Forse ci sentiamo, nonostante noi, un po' dei voyeur, leggendo i prodromi del sentimento fatale che ha travolto una madre profondamente insoddisfatta dalla pochezza della sua vita coniugale, già vulnerata da episodi graffianti della sua infanzia (la morte per annegamento di un fratellino a lei affidato e che si autoaccusava di non aver saputo sorvegliare; una madre arida e troppo borghese, ecc.) e un adolescente estroso, più grande dei suoi quattordici anni, precoce in tutti i sensi.
Il progredire inesorabile della loro storia, minuziosamente narrata, anche nei particolari più intimi, ci dà la consapevolezza che nessun buon consiglio avrebbe potuto "salvarli", del resto anche l'ottuso marito, quando comprende la situazione, la accetta, rendendosi - ai nostri occhi - più colpevole dei colpevoli, con la sua connivenza. Nessuna intromissione esterna avrebbe potuto fermare quella fiammata fatale che ha bruciato i giorni dei protagonisti. Le pagine che parlano di arresto, interrogatorio e prigionia, gettano un'ombra drammatica sulla vita dei due amanti che poco prima avevano parlato con toni gioiosi della loro scoperta di un amore senza scampo.
"Quando chiusero Mary in prigione per sei mesi - scrive Vili a proposito del primo arresto -, all'inizio restai quasi tutto il tempo a casa, chiuso in me stesso, nel mio mondo. Volevo capire come avrei potuto vivere il mio amore per lei e la mia vita contemporaneamente (...) Pensavo molto alla parte spirituale del nostro amore, a quello che volevano dire i miei sogni, e al senso di tutto questo. Disegnai un cuore che illustra bene la storia del nostro amore. La passione carnale, la nascita di Audrey, la selva di spine che il nostro amore ha dovuto attraversare perché i nostri cuori possano unirsi di nuovo".
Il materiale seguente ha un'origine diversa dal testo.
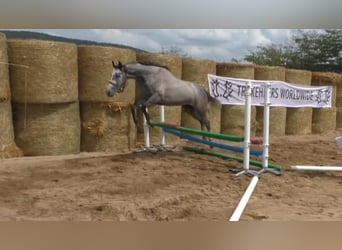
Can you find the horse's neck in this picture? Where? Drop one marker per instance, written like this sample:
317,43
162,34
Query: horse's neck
138,70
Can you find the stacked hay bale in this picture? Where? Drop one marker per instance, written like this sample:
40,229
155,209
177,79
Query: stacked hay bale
172,113
8,148
45,97
197,70
338,85
107,124
298,120
324,119
277,114
233,117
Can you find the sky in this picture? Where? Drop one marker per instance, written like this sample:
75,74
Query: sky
213,44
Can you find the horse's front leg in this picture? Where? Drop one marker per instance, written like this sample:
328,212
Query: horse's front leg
146,114
134,113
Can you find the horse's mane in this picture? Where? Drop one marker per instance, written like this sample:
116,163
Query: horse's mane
148,63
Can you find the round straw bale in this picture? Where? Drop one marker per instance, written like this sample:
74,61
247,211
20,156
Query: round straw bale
232,117
95,69
234,120
323,120
298,120
325,79
197,70
5,92
52,73
107,127
277,122
6,125
338,117
10,150
172,113
47,129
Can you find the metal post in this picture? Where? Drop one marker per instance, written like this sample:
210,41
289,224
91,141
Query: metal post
244,200
247,132
266,131
162,119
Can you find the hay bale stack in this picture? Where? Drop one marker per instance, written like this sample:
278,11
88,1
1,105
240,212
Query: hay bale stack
95,69
104,119
338,84
197,70
5,92
232,117
298,120
6,130
52,75
47,129
324,119
277,114
172,113
107,127
45,96
8,148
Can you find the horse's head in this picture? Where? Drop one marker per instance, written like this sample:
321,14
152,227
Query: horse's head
118,80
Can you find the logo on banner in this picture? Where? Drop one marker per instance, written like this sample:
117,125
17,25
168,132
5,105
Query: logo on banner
233,91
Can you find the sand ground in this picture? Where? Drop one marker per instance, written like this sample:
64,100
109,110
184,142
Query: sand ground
172,186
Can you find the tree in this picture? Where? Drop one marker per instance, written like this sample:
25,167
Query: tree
317,50
272,55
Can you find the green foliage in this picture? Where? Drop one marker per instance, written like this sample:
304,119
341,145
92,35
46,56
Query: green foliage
174,50
315,50
10,34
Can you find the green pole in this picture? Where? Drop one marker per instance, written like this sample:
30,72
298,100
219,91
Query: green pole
199,132
225,156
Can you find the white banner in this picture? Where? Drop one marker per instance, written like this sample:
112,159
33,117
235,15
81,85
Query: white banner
232,91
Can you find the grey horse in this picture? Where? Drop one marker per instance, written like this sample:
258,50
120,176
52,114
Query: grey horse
156,85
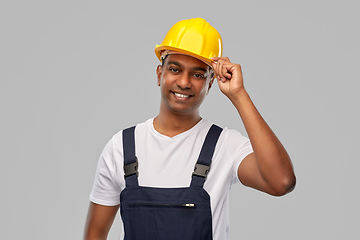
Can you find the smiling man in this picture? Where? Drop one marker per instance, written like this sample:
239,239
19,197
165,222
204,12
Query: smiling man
170,176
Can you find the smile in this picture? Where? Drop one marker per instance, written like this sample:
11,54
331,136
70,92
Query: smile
179,95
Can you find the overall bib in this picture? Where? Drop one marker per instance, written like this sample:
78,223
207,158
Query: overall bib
167,213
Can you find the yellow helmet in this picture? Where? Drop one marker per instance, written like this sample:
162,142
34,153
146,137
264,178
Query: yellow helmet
194,37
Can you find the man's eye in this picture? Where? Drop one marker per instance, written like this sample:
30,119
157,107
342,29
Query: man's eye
174,70
197,75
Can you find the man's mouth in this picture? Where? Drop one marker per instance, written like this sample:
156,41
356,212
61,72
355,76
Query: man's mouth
180,95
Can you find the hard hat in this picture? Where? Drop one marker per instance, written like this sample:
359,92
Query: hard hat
194,37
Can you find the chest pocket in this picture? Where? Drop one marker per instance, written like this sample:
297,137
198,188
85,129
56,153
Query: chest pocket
167,213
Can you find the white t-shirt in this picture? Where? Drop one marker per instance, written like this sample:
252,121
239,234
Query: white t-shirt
169,162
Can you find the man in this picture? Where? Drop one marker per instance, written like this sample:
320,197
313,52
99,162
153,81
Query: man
169,145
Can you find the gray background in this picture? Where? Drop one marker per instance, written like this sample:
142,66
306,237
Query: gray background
73,73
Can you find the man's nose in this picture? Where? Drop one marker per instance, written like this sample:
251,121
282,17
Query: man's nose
184,81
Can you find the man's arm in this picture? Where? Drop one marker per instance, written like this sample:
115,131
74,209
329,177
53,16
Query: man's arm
99,221
269,168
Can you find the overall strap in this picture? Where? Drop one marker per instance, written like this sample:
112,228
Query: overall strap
130,160
202,166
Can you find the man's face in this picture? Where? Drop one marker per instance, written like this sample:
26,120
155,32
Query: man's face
184,82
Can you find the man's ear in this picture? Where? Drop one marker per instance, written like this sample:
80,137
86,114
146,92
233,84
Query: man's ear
210,83
158,73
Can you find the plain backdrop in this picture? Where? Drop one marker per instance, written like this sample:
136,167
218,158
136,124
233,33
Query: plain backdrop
73,73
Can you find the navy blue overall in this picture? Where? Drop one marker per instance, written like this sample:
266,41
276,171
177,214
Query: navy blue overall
167,213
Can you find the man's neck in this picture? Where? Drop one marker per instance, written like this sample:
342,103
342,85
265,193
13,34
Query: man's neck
172,125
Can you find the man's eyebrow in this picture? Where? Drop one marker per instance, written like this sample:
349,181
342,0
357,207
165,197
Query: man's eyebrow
200,69
196,68
175,63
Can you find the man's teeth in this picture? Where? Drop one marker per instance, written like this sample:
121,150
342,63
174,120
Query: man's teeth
181,95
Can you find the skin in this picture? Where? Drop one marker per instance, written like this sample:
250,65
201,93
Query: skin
268,169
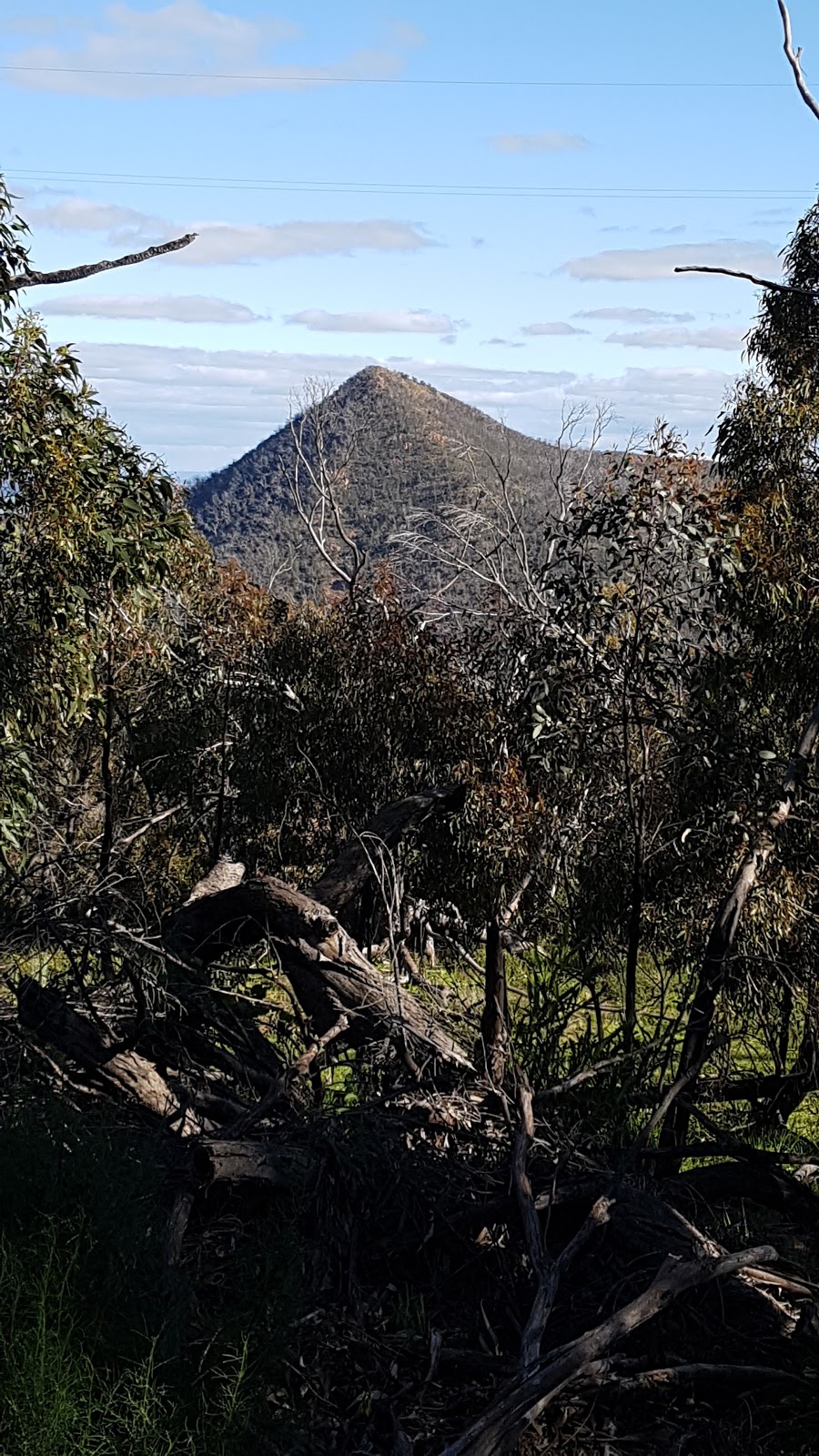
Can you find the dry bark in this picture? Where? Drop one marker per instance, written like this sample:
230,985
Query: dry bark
46,1012
33,277
526,1397
351,870
726,925
322,963
232,1161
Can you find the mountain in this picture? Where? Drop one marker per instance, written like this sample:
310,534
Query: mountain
397,450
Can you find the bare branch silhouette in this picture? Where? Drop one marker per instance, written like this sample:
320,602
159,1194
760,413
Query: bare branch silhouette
794,62
33,278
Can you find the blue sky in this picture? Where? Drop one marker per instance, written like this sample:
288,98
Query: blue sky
394,182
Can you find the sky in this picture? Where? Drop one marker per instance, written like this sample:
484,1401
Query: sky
490,198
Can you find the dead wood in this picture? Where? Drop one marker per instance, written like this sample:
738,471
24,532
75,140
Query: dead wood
767,1187
225,875
526,1397
353,866
46,1012
33,278
794,62
545,1269
327,970
239,1161
697,1373
727,921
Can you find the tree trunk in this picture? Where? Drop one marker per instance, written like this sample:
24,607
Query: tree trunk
632,945
493,1021
726,925
324,966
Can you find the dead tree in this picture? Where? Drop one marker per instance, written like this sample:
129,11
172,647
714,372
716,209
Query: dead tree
33,278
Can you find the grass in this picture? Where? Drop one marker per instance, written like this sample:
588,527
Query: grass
106,1351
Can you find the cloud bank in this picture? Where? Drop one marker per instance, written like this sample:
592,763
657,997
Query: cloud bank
178,309
186,48
629,264
714,339
395,320
522,143
634,317
551,329
227,242
201,408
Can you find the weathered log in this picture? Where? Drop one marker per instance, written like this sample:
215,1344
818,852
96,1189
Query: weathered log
325,967
353,866
726,924
44,1011
767,1187
526,1397
232,1161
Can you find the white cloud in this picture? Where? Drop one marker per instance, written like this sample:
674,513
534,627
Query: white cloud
622,264
395,320
687,398
551,328
201,408
79,215
713,339
227,242
405,35
634,317
540,142
179,309
201,51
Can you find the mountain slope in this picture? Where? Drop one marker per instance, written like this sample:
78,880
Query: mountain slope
398,450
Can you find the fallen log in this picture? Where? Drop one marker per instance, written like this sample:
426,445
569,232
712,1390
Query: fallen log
353,866
329,973
526,1397
46,1012
232,1161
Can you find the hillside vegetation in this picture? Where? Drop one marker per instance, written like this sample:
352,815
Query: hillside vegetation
409,1016
397,449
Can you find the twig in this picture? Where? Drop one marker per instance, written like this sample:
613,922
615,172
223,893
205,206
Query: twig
528,1395
33,278
761,283
690,1373
794,62
547,1270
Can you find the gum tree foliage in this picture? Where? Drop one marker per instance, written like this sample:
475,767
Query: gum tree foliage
768,462
87,531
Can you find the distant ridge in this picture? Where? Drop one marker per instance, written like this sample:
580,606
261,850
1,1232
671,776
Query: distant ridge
399,440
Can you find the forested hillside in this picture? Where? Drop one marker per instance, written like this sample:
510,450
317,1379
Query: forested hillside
410,1018
392,449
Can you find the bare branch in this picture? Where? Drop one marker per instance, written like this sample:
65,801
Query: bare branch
761,283
87,269
794,62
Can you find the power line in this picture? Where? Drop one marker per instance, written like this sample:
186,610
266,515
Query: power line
278,79
404,188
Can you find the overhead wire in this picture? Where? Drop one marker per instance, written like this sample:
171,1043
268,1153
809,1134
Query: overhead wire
278,77
402,188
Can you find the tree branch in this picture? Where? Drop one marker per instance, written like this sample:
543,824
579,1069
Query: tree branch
794,62
87,269
761,283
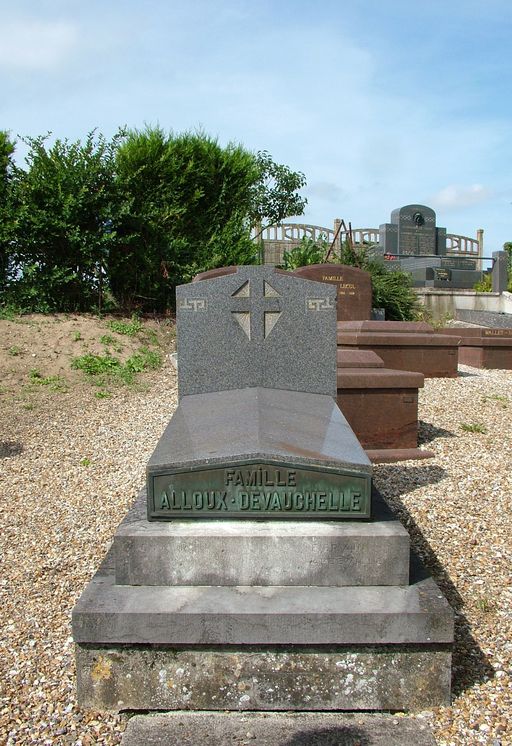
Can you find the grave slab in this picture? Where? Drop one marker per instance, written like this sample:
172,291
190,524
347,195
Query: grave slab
407,346
484,347
258,453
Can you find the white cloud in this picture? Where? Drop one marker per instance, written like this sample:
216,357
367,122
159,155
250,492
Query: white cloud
454,196
30,44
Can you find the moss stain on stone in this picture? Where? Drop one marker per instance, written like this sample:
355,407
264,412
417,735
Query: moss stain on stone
102,669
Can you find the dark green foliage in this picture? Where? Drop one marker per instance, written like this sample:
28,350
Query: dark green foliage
184,210
64,204
6,208
391,289
121,223
307,252
274,195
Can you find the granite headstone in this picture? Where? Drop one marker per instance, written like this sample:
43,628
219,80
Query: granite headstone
256,327
412,230
353,288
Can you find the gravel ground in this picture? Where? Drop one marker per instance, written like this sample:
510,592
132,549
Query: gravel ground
72,464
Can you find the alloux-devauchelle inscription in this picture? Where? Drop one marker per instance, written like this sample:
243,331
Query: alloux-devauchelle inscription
258,490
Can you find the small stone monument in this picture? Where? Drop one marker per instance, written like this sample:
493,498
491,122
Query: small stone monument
413,242
259,572
353,288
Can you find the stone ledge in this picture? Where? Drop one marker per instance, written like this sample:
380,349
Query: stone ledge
295,729
241,615
349,678
261,553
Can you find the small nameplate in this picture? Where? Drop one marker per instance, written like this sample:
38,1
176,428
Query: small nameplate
258,491
319,304
441,273
498,333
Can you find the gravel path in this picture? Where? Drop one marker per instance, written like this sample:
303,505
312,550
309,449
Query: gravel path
70,467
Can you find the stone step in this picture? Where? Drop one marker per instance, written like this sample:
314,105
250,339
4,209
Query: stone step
261,553
154,677
275,729
108,613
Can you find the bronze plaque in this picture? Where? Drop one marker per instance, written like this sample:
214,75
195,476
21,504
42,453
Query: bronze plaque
258,491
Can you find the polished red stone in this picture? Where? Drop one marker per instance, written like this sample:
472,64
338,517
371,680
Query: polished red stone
408,346
381,405
484,347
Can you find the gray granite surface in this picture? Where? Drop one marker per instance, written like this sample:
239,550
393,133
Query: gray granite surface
226,426
285,729
256,327
263,553
112,614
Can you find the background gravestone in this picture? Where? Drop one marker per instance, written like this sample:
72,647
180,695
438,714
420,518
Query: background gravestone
413,231
353,288
256,327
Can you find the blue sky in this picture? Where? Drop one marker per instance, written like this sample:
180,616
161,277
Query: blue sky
380,103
Dopo la condanna definitiva di Mary, accusata di aver plagiato e stuprato un minorenne, la protagonista di questo romanzo-verità scrive: "Ho passato un anno e mezzo a resistere, a battermi contro la violenza di un marito e l'idiozia di una società che mi rinchiude e si autoimprigiona nelle sue stesse leggi. (...) Appartengo a una società protetta da leggi morali talmente rigide e così potenti che i nostri diritti civili sono stati spazzati via senza scrupoli. Quelli di Vili e i miei. Aiutateci. Noi abbiamo imboccato, lo so, un cammino diverso dagli altri (...). Sono stata punita abbastanza. L'amore non conosce leggi. L'amore è arrivato nella mia vita come un fulmine, venuto dal cuore e dal corpo di questo giovane guerriero, di questo poeta, la mia anima gemella".
Il romanzo-confessione si chiude con una nota dell'editore che, fra l'altro, scrive: "Condannata a sette anni e mezzzo di reclusione, (Mary ndr) si è vista proibire tassativamente di rivedere Vili e ha partorito lo scorso ottobre, in prigione. Il bambino le è stato tolto alla nascita. Quando Mary uscirà, avrà quarantatré anni.